Closed rahulbot closed 2 months ago
I'd been thinking that rather than generating multiple files, the rss-fetcher could have a process (run via cron at whatever interval is desired) that wrote batches of stories as new line separated JSON to a RabbitMQ queue. This would require a database "property" to keep track of the last story queued.
A story-indexer worker would wait on the queue, pick up the JSON and queue them as Story objects for input to the queue-based fetcher.
Interesting. I guess that would more closely couple the story-indexer and rss-fetcher. So a job could potentially run every hour to push a batch of new story info to a queue, and then a task in story-indexer could monitor that queue to pull off data and turn it into new Story objects for further propagation into it's pipeline. That feels file with our current approach to integration, positioning rss-fetcher almost as "stage 0" of the story-indexer pipeline.

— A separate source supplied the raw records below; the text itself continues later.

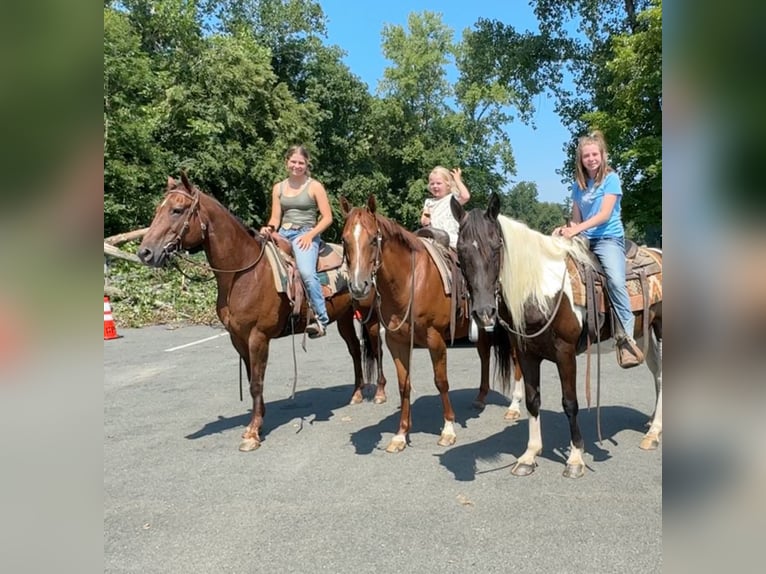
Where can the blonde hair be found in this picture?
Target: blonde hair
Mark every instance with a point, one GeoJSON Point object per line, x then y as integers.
{"type": "Point", "coordinates": [446, 176]}
{"type": "Point", "coordinates": [581, 177]}
{"type": "Point", "coordinates": [299, 149]}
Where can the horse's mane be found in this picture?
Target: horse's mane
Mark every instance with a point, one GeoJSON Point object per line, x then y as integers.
{"type": "Point", "coordinates": [398, 233]}
{"type": "Point", "coordinates": [473, 230]}
{"type": "Point", "coordinates": [529, 256]}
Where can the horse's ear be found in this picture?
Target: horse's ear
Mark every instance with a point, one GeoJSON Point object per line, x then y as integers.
{"type": "Point", "coordinates": [493, 209]}
{"type": "Point", "coordinates": [344, 206]}
{"type": "Point", "coordinates": [458, 212]}
{"type": "Point", "coordinates": [185, 181]}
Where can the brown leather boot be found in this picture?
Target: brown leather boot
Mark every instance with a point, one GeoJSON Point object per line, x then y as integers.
{"type": "Point", "coordinates": [628, 353]}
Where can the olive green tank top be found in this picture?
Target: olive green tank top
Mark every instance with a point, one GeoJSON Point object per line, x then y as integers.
{"type": "Point", "coordinates": [299, 210]}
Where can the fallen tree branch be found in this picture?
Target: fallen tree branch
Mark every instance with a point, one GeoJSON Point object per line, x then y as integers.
{"type": "Point", "coordinates": [121, 238]}
{"type": "Point", "coordinates": [113, 251]}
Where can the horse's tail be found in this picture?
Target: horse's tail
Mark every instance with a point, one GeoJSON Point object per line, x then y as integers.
{"type": "Point", "coordinates": [501, 345]}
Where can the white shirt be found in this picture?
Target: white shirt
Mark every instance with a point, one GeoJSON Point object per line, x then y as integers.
{"type": "Point", "coordinates": [442, 218]}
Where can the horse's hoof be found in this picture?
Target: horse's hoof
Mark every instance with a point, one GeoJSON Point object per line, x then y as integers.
{"type": "Point", "coordinates": [574, 471]}
{"type": "Point", "coordinates": [512, 415]}
{"type": "Point", "coordinates": [649, 443]}
{"type": "Point", "coordinates": [396, 446]}
{"type": "Point", "coordinates": [447, 440]}
{"type": "Point", "coordinates": [523, 469]}
{"type": "Point", "coordinates": [249, 444]}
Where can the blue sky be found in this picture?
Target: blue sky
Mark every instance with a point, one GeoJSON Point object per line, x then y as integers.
{"type": "Point", "coordinates": [356, 27]}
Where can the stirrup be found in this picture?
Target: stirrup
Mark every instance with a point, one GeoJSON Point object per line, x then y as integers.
{"type": "Point", "coordinates": [316, 330]}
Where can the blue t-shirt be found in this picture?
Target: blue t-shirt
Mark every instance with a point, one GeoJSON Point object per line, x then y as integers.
{"type": "Point", "coordinates": [589, 201]}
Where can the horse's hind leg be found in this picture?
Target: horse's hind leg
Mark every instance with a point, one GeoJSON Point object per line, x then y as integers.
{"type": "Point", "coordinates": [484, 348]}
{"type": "Point", "coordinates": [401, 355]}
{"type": "Point", "coordinates": [567, 367]}
{"type": "Point", "coordinates": [438, 350]}
{"type": "Point", "coordinates": [651, 439]}
{"type": "Point", "coordinates": [259, 355]}
{"type": "Point", "coordinates": [348, 333]}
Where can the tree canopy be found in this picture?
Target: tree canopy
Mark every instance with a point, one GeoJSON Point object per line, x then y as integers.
{"type": "Point", "coordinates": [223, 88]}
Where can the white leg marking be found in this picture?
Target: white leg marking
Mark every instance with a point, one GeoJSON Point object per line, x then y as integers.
{"type": "Point", "coordinates": [535, 444]}
{"type": "Point", "coordinates": [517, 396]}
{"type": "Point", "coordinates": [575, 456]}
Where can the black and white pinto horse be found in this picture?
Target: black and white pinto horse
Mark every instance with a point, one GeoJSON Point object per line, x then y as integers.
{"type": "Point", "coordinates": [518, 277]}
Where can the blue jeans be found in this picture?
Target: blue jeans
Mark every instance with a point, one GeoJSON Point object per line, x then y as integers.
{"type": "Point", "coordinates": [611, 253]}
{"type": "Point", "coordinates": [306, 261]}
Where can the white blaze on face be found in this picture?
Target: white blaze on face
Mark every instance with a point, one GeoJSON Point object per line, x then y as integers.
{"type": "Point", "coordinates": [357, 234]}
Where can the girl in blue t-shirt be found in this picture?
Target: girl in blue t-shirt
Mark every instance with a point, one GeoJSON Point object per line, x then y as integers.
{"type": "Point", "coordinates": [596, 196]}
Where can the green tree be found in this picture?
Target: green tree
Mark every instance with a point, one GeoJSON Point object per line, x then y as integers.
{"type": "Point", "coordinates": [604, 74]}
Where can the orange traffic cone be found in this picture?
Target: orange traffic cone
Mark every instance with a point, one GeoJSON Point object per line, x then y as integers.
{"type": "Point", "coordinates": [110, 331]}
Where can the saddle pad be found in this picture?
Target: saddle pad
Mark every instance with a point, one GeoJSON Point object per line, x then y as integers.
{"type": "Point", "coordinates": [441, 263]}
{"type": "Point", "coordinates": [332, 281]}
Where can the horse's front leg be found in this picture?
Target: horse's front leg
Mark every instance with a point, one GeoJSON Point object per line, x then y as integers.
{"type": "Point", "coordinates": [373, 350]}
{"type": "Point", "coordinates": [438, 349]}
{"type": "Point", "coordinates": [514, 410]}
{"type": "Point", "coordinates": [651, 439]}
{"type": "Point", "coordinates": [400, 351]}
{"type": "Point", "coordinates": [259, 355]}
{"type": "Point", "coordinates": [354, 347]}
{"type": "Point", "coordinates": [484, 348]}
{"type": "Point", "coordinates": [566, 364]}
{"type": "Point", "coordinates": [530, 368]}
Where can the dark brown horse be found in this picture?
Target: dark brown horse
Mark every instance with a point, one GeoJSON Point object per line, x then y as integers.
{"type": "Point", "coordinates": [385, 258]}
{"type": "Point", "coordinates": [248, 305]}
{"type": "Point", "coordinates": [518, 277]}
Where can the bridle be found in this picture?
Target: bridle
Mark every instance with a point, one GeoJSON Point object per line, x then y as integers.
{"type": "Point", "coordinates": [172, 248]}
{"type": "Point", "coordinates": [498, 300]}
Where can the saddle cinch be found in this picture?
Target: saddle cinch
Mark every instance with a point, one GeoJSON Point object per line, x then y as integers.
{"type": "Point", "coordinates": [643, 276]}
{"type": "Point", "coordinates": [330, 268]}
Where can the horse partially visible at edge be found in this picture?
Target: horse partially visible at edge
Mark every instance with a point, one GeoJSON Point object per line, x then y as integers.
{"type": "Point", "coordinates": [385, 258]}
{"type": "Point", "coordinates": [249, 305]}
{"type": "Point", "coordinates": [518, 277]}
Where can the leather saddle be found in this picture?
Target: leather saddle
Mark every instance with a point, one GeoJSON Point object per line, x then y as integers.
{"type": "Point", "coordinates": [643, 276]}
{"type": "Point", "coordinates": [330, 258]}
{"type": "Point", "coordinates": [446, 261]}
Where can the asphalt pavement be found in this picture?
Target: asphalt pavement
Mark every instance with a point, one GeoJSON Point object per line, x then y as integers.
{"type": "Point", "coordinates": [322, 495]}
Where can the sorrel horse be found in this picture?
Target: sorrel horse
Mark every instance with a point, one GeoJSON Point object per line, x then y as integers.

In that model we'd still want the synthetic daily RSS file to be generated and published for transparency, archival reasons, and to support other integrations (like wayback machine).
Moved up in priority, since it is tied to some deliverables and descriptions in the new grant.
My latest thinking is that if the rss-fetcher had an /api/stories
endpoint that returned complete rows from the stories table, the story-indexer could have a periodic process that queried for batches of new stories using WHERE id > x
(where x is that last row returned) would be quick and unambiguous).
One of our goals is to produce "timely" data for researchers studying unfolding events. Right now stories become available for search around 1.5-2 days after publication. I think our primary bottlenecks are (a) rss-fetcher generating synthetic file for importer once a day and (b) story-indexer taking around 8-12 hours on average to process that file. (b) is already being worked on, but for (a) I'm wondering how complex it would be to have rss-fetcher generate multiple files a day to speed things up? We don't need a "realtime" system, but also want to make any small changes we can to inform the "unfolding events" use case work better. This is in the bucket of future work, but I wanted to capture the idea to ponder.